I just don’t think it is good to give public infrastructure into the hands of
_any_ entity that has to generate profit. It is not a good idea for trains
(look at the German Bahn where it now turns out they neglected infrastructure
for years just to look profitable), it is not a good idea for water and not
for cellular networks or internet (the German market is again a good example).

If you have a monopolist it will also leverage the fact that they are the only
one. They essentially will blackmail you by strategic problems that will fall
back onto you as the responsible governing body. They will put lobbyists into
every possible spot and suddenly you live in a world where the only people who
understand railways are on the monopolists payroll and a politician should
decide about a topic they have no idea about.

And if put up too high requirements, everybody loses. In Germany the
frequencies for 3G were auctioned for way to much money. How did the mobile
networks compensate that loss? By essentially halting any infrastructure
investment and changing the requirement from “has to reach 99% of the area” to
“has to reach 99% of the households”.

The effects: broken train infrastructure with 1 in 5 trains arriving late, the
worst mobile network of Europe, the slowest internet of Europe.

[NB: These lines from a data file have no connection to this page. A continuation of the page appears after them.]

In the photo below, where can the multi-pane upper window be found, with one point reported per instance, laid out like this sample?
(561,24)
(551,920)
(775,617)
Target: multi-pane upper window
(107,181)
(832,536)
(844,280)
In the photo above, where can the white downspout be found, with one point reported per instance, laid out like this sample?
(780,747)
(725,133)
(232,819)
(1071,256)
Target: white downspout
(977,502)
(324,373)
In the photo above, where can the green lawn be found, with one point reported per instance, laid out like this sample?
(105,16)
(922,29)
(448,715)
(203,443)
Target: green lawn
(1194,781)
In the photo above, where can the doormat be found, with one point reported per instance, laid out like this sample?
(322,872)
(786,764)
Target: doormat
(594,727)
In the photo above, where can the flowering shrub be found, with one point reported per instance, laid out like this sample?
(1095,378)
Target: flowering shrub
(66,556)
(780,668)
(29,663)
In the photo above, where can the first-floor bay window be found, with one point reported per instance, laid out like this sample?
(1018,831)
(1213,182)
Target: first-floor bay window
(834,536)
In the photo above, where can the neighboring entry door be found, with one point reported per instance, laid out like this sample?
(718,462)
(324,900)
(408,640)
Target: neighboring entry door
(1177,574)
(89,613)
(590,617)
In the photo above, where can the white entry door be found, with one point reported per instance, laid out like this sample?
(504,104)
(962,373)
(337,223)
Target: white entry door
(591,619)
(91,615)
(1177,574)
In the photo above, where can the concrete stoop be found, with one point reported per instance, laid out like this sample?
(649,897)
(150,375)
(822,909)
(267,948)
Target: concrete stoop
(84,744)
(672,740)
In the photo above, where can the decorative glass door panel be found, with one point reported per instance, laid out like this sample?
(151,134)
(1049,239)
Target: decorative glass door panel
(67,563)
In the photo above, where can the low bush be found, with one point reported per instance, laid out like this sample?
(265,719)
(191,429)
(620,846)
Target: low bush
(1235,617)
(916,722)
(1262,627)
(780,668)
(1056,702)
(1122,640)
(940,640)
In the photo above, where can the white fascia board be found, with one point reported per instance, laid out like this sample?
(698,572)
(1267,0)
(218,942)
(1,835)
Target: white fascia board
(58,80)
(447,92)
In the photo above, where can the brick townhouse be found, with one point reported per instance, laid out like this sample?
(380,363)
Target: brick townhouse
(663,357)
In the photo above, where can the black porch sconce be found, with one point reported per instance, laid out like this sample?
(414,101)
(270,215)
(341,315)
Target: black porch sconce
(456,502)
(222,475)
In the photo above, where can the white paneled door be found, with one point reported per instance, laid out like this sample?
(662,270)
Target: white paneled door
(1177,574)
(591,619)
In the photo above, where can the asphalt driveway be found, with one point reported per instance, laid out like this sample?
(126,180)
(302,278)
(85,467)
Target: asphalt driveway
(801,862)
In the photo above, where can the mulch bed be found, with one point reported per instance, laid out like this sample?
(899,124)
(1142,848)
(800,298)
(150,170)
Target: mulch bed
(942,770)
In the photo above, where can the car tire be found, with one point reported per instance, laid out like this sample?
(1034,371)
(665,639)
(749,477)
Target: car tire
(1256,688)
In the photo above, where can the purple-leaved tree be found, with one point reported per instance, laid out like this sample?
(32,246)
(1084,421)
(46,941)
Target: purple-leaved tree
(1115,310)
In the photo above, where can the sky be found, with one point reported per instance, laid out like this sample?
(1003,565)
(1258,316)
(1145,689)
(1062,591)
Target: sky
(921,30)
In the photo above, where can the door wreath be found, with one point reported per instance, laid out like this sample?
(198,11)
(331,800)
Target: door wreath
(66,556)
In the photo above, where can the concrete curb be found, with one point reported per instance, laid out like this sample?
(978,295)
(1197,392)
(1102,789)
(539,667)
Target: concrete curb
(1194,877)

I am convinced a public train, mobile and internet infrastructure would be
expensive — but I might get reception 10km outside of Berlin — I might be able
to catch that next train and I might be able to get fibre in the middle of the
German capital.

------
solidsnack9000
_While high-speed trains are struggling to gain a foothold in some parts of
the world (looking at you, California), France’s superfast rail services are
looking at a very active, more competitive future._

 _SNCF’s new trains should help it meet the challenge posed by new
competitors. Simply called the TGV 2020, these trains offer some clear
improvements, as illustrated in the video above. For a start, the train’s
shorter engine (59 feet instead of the current 72) opens up as much as 20
percent more space for passengers (740, as opposed to the current 556), while
also delivering a high maximum speed of 220 miles per hour._

It's great how this publication wants to inspire the US to learn from the rest
of the world. What if they started by using the metric system, maybe putting
furlongs and leagues in a tool tip?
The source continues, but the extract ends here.